United Kingdom Listing Authority - part of the FCA
Who is the AIM market regulated by?
London Stock Exchange
How do you describe shares on AIM
- Quoted or traded
- NOT Listed
How are shares bought and sold
- Through stockbroker
- Direct with SB or via bank/building society
What are the costs involved in buying/selling shares?
- Commission - to stockbroker
- Stamp Duty (0.5% rounded up to nearest £5)
- Stamp Duty Reserve Tax (0.5%)
- Panel on Takeover and Mergers (PTM) Levy (£1 on trades over £10,000)
What is the offer price
The price at which stocks can be bought
What is the bid price?
The price at which stocks can be sold
Explain the spread
- Difference between offer and bid price
- Large company shares have lower spread
When is Stamp duty charged
- If share bought using stock transfer form
- Transaction over £1,000
When is stamp duty reserve tax charged?
- If shares bough electronically through CREST
- No £1,000 threshold
Explain a Preference Share
- Fixed rate of dividend half-yearly - only paid if sufficient after tax profits.
- Payment of dividends has priority over ordinary shares.
- No voting rights.
- Rank above OS in liquidation.
5 types of preference share
- Cumulative PS - if dividends not paid, shortfall carries forward
- Non- Cumulative PS - unpaid dividends are lost
- Participating PS - additional dividend as a proportion of OS dividend.
- Redeemable PS - dividends paid for a time then shares are repaid, some at a predetermined date.

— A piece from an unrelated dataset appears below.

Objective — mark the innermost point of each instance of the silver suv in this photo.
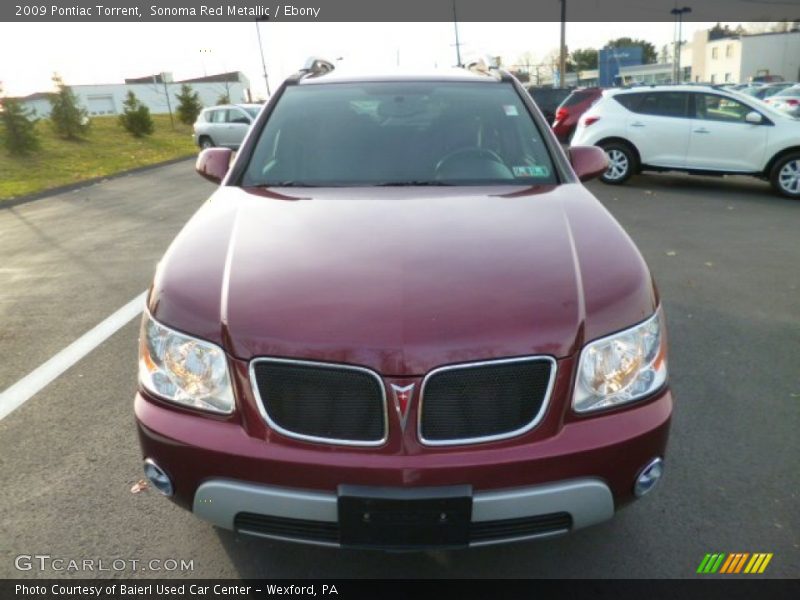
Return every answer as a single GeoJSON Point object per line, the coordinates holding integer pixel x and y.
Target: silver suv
{"type": "Point", "coordinates": [224, 125]}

- Convertible PS - right to convert to OS at pre-set dates and terms.
Explain an Ordinary Share
- Entitled to share of profits after tax and preference shares
- Entitled to attend and vote at AGMs
- On liquidation entitled to share after debts and other shareholders
3 Types of Ordinary Share
- Non-Voting OS
- Deferred OS - Dont qualify for dividend until the OS has reached predetermined level or specific period
- Alphabet Shares - different rights for each class
Risks associated with Equities
- Capital Risk
- Dividend volatility
- Currency Risk
- Liquidity risk
- Counterparty Risk
- Regulatory Risk
Types of Equity Diversification
- Across individual shares.
- Across sectors.
- Across international markets.
Explain private equity in a sentence?
- taking a stake in or acquiring companies that are not publicly traded on a stock exchange
Explain possible exit strategies of Private Equity (4)
- sell back to management.
- sell to another investor.
- sale to another company (trade sale).
- company achieving market listing.
Alternative types of Private equity investment
- Private equity Funds
- Listed Private equity investment companies (direct or fund of funds)

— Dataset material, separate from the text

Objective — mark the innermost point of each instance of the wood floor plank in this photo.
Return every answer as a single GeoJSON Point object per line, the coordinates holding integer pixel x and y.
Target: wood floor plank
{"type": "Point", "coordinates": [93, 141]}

Earning per share (explanation and equation)
- Enables investor to see the trend in companies profitability.
- Has to be included in company accounts
- profit attributable to ordinary shares / number of ordinary shares in issue
- Profit after tax, minority interests and preference shares
Dividend Yield (explanation and equation)

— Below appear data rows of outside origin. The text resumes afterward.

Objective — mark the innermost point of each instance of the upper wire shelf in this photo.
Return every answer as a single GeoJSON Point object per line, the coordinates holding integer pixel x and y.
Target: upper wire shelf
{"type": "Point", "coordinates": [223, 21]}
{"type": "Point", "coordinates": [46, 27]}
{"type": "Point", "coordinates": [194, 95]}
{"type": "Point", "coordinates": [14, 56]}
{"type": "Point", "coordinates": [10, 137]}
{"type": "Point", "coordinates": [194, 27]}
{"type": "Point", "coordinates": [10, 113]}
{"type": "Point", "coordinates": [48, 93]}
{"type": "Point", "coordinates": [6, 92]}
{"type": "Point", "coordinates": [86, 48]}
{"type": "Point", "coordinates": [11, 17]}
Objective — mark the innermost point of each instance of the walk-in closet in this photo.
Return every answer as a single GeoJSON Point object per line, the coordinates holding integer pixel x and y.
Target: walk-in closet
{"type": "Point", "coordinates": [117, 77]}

- dividend as a percentage of current share price
- helps compare return on share to those on bonds/deposits
- (dividend per share / current share price) x 100
Dividend Cover (explanation and equation)
- how many times the dividend could be paid out of the available current earnings.
- Individual basis:
EPS / Dividend per share - Total profit basis:
profit attributable to ordinary shares /
dividend paid to OS
Price Earnings Ratio (explanation and equation)
- measure of how highly investors value the earnings of a company
- current market price of share / EPS
Net Asset Value (explanation and equation)
- the value of the tangible assets that are
attributable to the ordinary shareholders - Net assets attributable to OS / no. OS in issue
Limitations of Investment Ratios
- Different Accounting Policies may be used between companies and between years
- Use historical data
- Years with high inflation can produce misleading figures
Explain what Indices are
- They bring together the movements of individual share prices and show the direction in which a market has moved over a period of time.
Types of indices
- Total Return
- Capital only - reflect price changes only
Limitations of Indices
- Few large companies can have large impact due to market capitalisation approach.